This document provides information for developers who want to contribute to or modify the Jess terminal connection manager.

Table of Contents

  1. Development Environment Setup
  2. Project Structure
  3. Testing
  4. Code Style
  5. Adding New Features
  6. Release Process

Development Environment Setup

Prerequisites

  • Python 3.6 or higher
  • Git
  • pip package manager

Setting Up a Development Environment

  1. Clone the repository
git clone https://github.com/adamspera/jess.git
cd jess
  1. Create and activate a virtual environment (recommended)
# Using venv
python -m venv venv
source venv/bin/activate  # On Windows: venv\Scripts\activate

# Or using conda
conda create -n jess python=3.9
conda activate jess
  1. Install in development mode with development dependencies
pip install -e ".[dev]"

This installs the package in development mode, allowing you to modify the code without reinstalling, and includes all development dependencies.

Development Dependencies

The development environment includes:

  • pytest: For running tests
  • pytest-cov: For test coverage reporting
  • flake8: For code linting
  • black: For code formatting
  • isort: For import sorting
  • coverage: For detailed coverage analysis

Project Structure

The project follows a modular structure with clear separation of concerns:

jess/
├── __init__.py             # Package metadata and version info
├── cli.py                  # Command-line interface and entry point
├── connection/             # Connection handling modules
│   ├── __init__.py
│   ├── manager.py          # Connection orchestration
│   ├── ssh.py              # SSH connection handlers
│   └── telnet.py           # Telnet connection handler
├── inventory/              # Inventory management modules
│   ├── __init__.py
│   ├── manager.py          # Inventory operations
│   └── parser.py           # YAML parsing utilities
└── utils/                  # Utility functions
    ├── __init__.py
    └── colors.py           # Terminal color formatting

tests/                      # Test directory
├── __init__.py
├── test_cli.py             # CLI tests
├── test_colors.py          # Color utility tests
├── test_connection_manager.py  # Connection manager tests
├── test_integration.py     # End-to-end integration tests
├── test_inventory_manager.py   # Inventory manager tests
├── test_mock_connections.py    # Mock connection tests
├── test_parser.py          # YAML parser tests
├── test_ssh_handler.py     # SSH handler tests
└── test_telnet_handler.py  # Telnet handler tests

examples/                   # Example files
└── inventory_example.yaml  # Example inventory configuration

Key Components

  1. CLI Interface (cli.py)

    • Handles command-line arguments and user interaction
    • Routes commands to appropriate manager methods
    • Provides the main entry point for the application
  2. Connection Manager (connection/manager.py)

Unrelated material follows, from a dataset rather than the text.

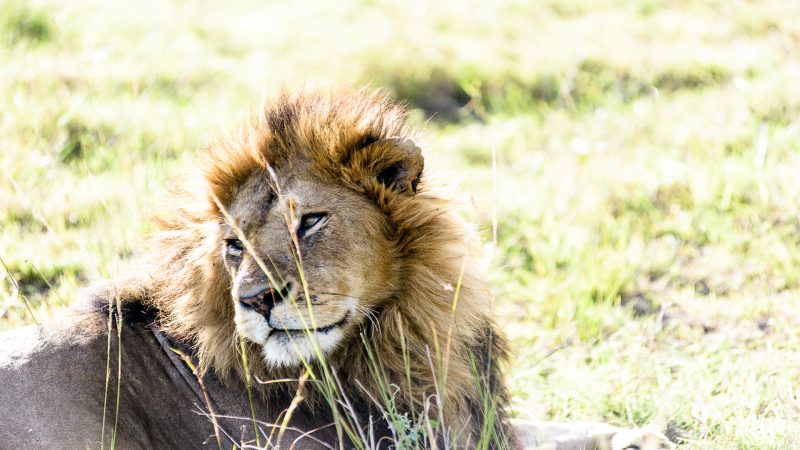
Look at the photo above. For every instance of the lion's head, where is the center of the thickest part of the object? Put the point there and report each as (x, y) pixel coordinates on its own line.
(313, 232)
(309, 257)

    • Orchestrates connection attempts and fallback logic
    • Manages the connection workflow
    • Handles connection success/failure reporting
  3. Protocol Handlers (connection/ssh.py, connection/telnet.py)

    • Implement specific connection protocols
    • Handle protocol-specific authentication and session management
    • Provide error handling for connection issues
  4. Inventory Manager (inventory/manager.py)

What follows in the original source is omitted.